Monday, March 18, 2013

Dinesh D'Souza: My favorite nut


Dinesh D'Souza is one of my favorite wingnuts for several reasons. First of all, his craziness is entertaining as evidenced by the following CPAC appearance. (Watch the CSPAN video-- not embeddable-- it's great.) Second of all, D'Souza entered Dartmouth in 1979, the same class that turned me down after my application and interview. Essentially, I assume that he took my spot, and it's a clear case (in my mind) of affirmative action, the bane of his brand of boot-straps faux meritocratic conservatism; after all, he's darker than I am and certainly added more diversity that I would have, and I guarantee his ACT scores and academic record were not better than mine. Third of all, he is a hypocrite, having left his wife of two decades for a floozy. He represents the trifecta of the wingnut right: unintentional humor, blindness to the social advantages he has benefited from, and, of course, hypocrisy. 
Here is his latest entry into the canon of jumbled conservative ideology, from Alternet's "10 craziest things heard at CPAC":
8. Dinesh D'Souza, outsted Christian college president, filmmaker and author: One problem with liberalism is the notion that slavery involved the theft of labor from African Americans. Again with the slavery. Sigh.

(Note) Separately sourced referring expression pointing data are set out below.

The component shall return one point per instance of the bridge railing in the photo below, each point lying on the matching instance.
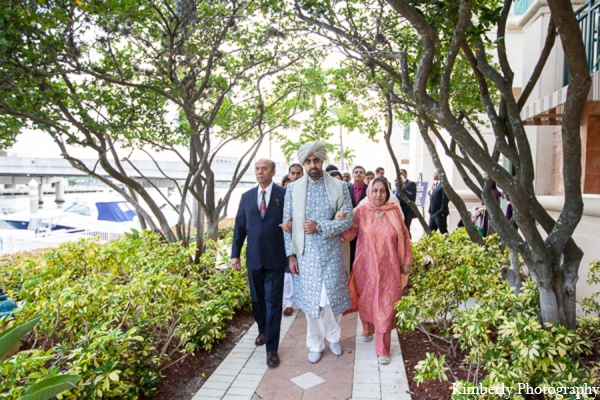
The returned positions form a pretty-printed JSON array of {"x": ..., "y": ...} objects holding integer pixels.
[{"x": 10, "y": 244}]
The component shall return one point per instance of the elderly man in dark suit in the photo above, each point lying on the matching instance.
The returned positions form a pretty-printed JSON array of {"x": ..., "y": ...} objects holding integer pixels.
[
  {"x": 438, "y": 207},
  {"x": 259, "y": 215},
  {"x": 358, "y": 191}
]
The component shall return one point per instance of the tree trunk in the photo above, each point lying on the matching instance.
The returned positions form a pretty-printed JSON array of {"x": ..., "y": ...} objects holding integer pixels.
[
  {"x": 212, "y": 227},
  {"x": 342, "y": 149},
  {"x": 566, "y": 278},
  {"x": 452, "y": 195},
  {"x": 549, "y": 301}
]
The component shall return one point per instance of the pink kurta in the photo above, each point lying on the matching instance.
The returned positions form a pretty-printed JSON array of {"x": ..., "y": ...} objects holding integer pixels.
[{"x": 377, "y": 266}]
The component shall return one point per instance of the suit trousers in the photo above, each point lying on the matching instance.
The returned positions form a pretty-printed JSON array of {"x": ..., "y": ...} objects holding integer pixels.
[
  {"x": 266, "y": 291},
  {"x": 288, "y": 291},
  {"x": 439, "y": 222}
]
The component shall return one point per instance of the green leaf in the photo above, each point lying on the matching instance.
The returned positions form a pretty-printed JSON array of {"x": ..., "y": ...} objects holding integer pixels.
[
  {"x": 11, "y": 336},
  {"x": 50, "y": 387}
]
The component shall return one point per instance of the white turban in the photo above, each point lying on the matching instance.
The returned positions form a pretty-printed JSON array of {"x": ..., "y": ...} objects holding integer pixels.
[{"x": 317, "y": 148}]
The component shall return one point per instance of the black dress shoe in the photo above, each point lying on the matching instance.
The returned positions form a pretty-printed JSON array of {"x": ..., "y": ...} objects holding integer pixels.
[
  {"x": 272, "y": 359},
  {"x": 260, "y": 340}
]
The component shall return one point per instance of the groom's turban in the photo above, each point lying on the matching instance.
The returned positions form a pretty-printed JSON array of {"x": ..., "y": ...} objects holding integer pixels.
[{"x": 316, "y": 148}]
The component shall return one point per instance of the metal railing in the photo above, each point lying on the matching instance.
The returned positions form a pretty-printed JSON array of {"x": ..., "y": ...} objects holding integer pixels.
[
  {"x": 10, "y": 244},
  {"x": 520, "y": 6},
  {"x": 588, "y": 16}
]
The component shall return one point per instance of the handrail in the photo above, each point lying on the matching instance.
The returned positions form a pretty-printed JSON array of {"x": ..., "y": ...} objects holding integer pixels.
[{"x": 588, "y": 16}]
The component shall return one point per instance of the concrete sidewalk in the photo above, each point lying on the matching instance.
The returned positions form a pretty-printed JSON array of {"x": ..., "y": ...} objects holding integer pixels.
[{"x": 355, "y": 374}]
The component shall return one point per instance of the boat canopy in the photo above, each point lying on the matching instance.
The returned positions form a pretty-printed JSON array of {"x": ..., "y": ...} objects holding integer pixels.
[{"x": 118, "y": 211}]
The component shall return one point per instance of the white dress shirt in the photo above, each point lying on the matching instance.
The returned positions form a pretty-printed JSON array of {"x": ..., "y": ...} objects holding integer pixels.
[{"x": 268, "y": 191}]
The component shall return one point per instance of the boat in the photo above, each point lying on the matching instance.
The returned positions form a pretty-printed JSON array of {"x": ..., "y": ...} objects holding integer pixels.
[{"x": 79, "y": 215}]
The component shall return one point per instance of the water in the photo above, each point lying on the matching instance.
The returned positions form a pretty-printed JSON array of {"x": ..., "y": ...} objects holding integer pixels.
[{"x": 21, "y": 203}]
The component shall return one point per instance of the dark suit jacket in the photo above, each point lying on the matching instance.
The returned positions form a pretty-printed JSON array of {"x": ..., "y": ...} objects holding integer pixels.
[
  {"x": 405, "y": 208},
  {"x": 265, "y": 248},
  {"x": 362, "y": 195},
  {"x": 438, "y": 204},
  {"x": 411, "y": 187}
]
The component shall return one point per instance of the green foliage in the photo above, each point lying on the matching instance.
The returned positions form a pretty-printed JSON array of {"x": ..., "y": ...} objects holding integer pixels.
[
  {"x": 500, "y": 332},
  {"x": 590, "y": 304},
  {"x": 117, "y": 314},
  {"x": 46, "y": 388},
  {"x": 12, "y": 336},
  {"x": 446, "y": 274}
]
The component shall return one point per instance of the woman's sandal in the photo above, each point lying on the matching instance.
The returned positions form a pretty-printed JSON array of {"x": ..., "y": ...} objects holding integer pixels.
[{"x": 384, "y": 359}]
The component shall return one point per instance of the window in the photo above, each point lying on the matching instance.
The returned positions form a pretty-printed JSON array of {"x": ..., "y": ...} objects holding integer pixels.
[{"x": 406, "y": 133}]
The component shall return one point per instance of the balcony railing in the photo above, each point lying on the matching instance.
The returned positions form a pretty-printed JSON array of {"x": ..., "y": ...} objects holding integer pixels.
[{"x": 588, "y": 16}]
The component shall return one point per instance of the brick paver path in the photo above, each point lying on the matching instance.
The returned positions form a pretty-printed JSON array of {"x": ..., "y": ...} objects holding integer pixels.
[
  {"x": 354, "y": 375},
  {"x": 336, "y": 372}
]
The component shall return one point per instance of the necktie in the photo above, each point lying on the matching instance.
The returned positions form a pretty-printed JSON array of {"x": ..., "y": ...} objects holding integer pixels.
[{"x": 263, "y": 204}]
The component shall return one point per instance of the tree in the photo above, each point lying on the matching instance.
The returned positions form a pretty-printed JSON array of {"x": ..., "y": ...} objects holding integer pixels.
[
  {"x": 124, "y": 75},
  {"x": 420, "y": 48},
  {"x": 341, "y": 118}
]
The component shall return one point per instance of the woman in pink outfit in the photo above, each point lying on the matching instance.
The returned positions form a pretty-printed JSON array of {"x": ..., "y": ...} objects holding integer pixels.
[{"x": 383, "y": 261}]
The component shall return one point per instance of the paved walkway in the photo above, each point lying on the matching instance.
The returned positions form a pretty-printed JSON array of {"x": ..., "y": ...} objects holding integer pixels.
[{"x": 355, "y": 374}]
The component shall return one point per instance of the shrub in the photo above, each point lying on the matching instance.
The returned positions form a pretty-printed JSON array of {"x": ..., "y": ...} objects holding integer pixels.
[
  {"x": 118, "y": 313},
  {"x": 500, "y": 333}
]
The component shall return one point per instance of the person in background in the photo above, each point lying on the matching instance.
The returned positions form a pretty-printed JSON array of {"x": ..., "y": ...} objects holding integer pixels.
[
  {"x": 383, "y": 261},
  {"x": 438, "y": 206},
  {"x": 403, "y": 206},
  {"x": 410, "y": 187},
  {"x": 295, "y": 172},
  {"x": 330, "y": 168},
  {"x": 369, "y": 177},
  {"x": 320, "y": 209},
  {"x": 258, "y": 218},
  {"x": 346, "y": 176},
  {"x": 358, "y": 191},
  {"x": 337, "y": 175}
]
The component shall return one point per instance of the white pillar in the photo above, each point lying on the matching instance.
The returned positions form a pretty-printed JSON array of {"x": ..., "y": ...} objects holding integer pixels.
[
  {"x": 33, "y": 196},
  {"x": 41, "y": 194},
  {"x": 60, "y": 191}
]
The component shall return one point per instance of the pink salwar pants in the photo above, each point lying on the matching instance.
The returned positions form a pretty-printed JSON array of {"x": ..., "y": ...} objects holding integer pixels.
[{"x": 383, "y": 341}]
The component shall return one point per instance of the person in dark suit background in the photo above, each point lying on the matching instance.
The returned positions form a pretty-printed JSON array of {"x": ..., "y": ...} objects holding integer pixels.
[
  {"x": 259, "y": 215},
  {"x": 438, "y": 207},
  {"x": 410, "y": 187},
  {"x": 358, "y": 191}
]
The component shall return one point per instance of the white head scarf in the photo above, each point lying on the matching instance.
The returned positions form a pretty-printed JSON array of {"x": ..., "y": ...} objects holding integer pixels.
[{"x": 317, "y": 148}]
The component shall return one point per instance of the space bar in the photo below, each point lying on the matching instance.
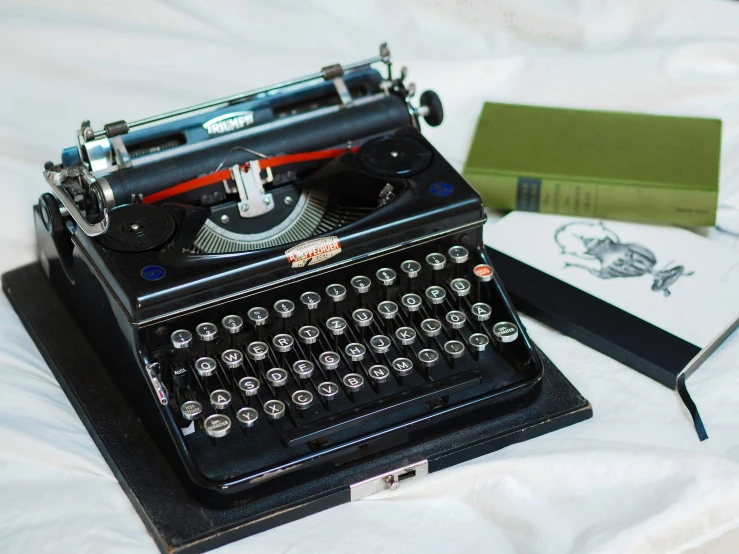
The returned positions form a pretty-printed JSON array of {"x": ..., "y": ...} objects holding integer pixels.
[{"x": 378, "y": 408}]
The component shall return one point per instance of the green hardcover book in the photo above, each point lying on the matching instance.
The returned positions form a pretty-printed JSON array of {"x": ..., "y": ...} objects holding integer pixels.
[{"x": 633, "y": 167}]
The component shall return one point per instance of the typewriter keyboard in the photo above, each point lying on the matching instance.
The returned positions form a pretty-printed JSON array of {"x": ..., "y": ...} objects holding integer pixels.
[{"x": 334, "y": 357}]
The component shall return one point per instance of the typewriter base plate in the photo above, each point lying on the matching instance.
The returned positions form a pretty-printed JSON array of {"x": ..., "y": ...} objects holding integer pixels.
[{"x": 179, "y": 523}]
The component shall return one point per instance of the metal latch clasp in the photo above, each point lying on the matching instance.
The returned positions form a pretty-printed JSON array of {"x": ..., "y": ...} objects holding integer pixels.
[{"x": 390, "y": 480}]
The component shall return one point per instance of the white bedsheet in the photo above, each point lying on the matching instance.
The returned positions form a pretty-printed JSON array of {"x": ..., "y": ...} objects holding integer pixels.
[{"x": 632, "y": 479}]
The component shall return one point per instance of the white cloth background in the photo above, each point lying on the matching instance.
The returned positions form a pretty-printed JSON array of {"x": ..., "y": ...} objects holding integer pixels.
[{"x": 633, "y": 479}]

Riding high on right-wing acceptance of his theory that Barack Obama's worldview is shaped by Kenyan anticolonial sentiment against Great Britain, D'Souza is expanding his theory to include all of liberal America, which, according to him, imported the anticolonial worldview in the 1960s, and thus came to ostensibly regard all wealth as a form of theft. (This is apparently not to be confused with thegood anticolonial worldview of the founding fathers, who decried, in the Declaration of Independence, how King George "plundered our seas, ravaged our Coasts, burnt our towns, and destroyed the lives of our people.")
Given the success on the right-wing conference circuit of his book about Obama's purported Kenyan resentment, and his movie on the same subject, 2016: Obama's America, D'Souza showed a film clip from a forthcoming picture in which he promises to make "a moral case" for what he calls "the free enterprise system," one that is designed to counter all this theft nonsense. (Apparently, slavery was just an entrepreneurial exercise on the part of the slave-traders.) From D'Souza's remarks, delivered on the main stage at CPAC on Saturday:
It isn’t just some Kenyan thing, isn’t just some foreign thing. Anti-colonialism has come to American in the ‘60s. It’s part of American liberalism. And if you listen to the liberal story of America, it is a story of what? Theft. How did we get America? We stole it from the Indians. Slavery is, in a sense, seen as stealing the free labor of African-Americans. And so the whole story of America is a story of oppression. This is the liberal argument in its broad scale, and it needs to be answered. And in our film, we intend to answer it.
Now this is not just, I should say, about the makers and the takers....so the core idea is that free enterprise is a form of theft. We have to make the moral case for free enterprise and for America. A conservatism that did that would be a conservatism that is viable and powerful again.
Watch the C-SPAN video, and you'll also be treated to the metaphor of Barack Obama as a lion-tamer. In that vein, were D'Souza more enchanting, we might view him as a snake-charmer.